India will not compromise on its territorial integrity: FS Shringla
India has made it clear that it will not allow Beijing to unilaterally alter the status quo in eastern Ladakh
India stands firm that it will not compromise on its territorial integrity, said,Foreign Secretary Harsh Vardhan Shringla, pointing out that China’s step to unilaterally alter the status quo has led to the deterioration of the bilateral ties.
"It has contributed to deterioration in terms of the ties between our two countries because of the unusual step of China to seek to unilaterally alter the status quo," Shringla said in an interview with German tv channel, DW News.

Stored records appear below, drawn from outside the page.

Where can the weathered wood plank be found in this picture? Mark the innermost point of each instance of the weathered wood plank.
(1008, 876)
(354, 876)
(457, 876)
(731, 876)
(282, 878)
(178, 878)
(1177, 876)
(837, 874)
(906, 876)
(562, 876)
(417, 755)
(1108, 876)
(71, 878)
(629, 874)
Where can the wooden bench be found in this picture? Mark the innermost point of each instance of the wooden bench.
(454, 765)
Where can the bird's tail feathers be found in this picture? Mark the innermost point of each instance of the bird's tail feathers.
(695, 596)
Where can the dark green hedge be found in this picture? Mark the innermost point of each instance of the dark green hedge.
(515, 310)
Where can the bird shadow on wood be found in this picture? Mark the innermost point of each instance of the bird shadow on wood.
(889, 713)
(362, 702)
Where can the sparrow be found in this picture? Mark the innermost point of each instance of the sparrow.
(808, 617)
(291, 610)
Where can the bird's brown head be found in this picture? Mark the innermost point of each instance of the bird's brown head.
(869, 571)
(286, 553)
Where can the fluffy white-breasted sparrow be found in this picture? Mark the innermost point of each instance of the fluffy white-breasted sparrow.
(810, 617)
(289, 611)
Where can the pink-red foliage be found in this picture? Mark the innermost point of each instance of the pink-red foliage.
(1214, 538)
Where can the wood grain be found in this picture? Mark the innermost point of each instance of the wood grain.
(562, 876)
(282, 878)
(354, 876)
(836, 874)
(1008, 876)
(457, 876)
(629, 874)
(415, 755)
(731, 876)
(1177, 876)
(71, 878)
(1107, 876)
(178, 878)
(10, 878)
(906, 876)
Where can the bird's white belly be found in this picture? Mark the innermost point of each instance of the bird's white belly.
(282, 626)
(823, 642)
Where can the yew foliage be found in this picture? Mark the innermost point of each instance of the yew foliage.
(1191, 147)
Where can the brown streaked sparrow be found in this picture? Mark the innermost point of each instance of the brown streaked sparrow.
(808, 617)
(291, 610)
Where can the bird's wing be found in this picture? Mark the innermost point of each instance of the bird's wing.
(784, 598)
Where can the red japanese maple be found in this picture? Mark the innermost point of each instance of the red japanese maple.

“We are very, very clear that we will stand firm and resolute in our resolve not to allow our territorial integrity or sovereignty to be compromised,” he added.
India and China are engaged in a tension-filled standoff on the Line of Actual Control for the past over six months. Since May of this year, there have been a series of talks to resolve the tension; however, the stubbornness of the Chinese has only impacted the larger relationship.
"You have to keep in mind that there is no common perception on the border but yet if you seek to change where the current line where troops are then, of course, it does impact on the larger relationship. We are concerned that China has taken this step,” Shringla said.
Not only with India, but China is also engaged in territorial disputes with as many as 21 other countries.
Beijing claims sovereignty over all of the South China Sea. But Vietnam, Malaysia, the Philippines, Brunei, and Taiwan have counterclaims. In the East China Sea, China has territorial disputes with Japan.
Shringla said that the Quad, comprising Japan, India, Australia, and the US, works to bolster the capacities and abilities of the countries in the Indo Pacific within a manner that’s both constructive and cooperative.
It is a grouping of countries that have the same vision of a free, open, and transparent Indo-Pacific region and international rules-based order, international freedom navigation in global commerce, and also issues such as open connectivity, respecting the sovereignty and territorial integrity of states, he added.
Shringla was on a three-nation European trip to strengthen bilateral relations and discuss matters of mutual interest with France, Germany and the United Kingdom.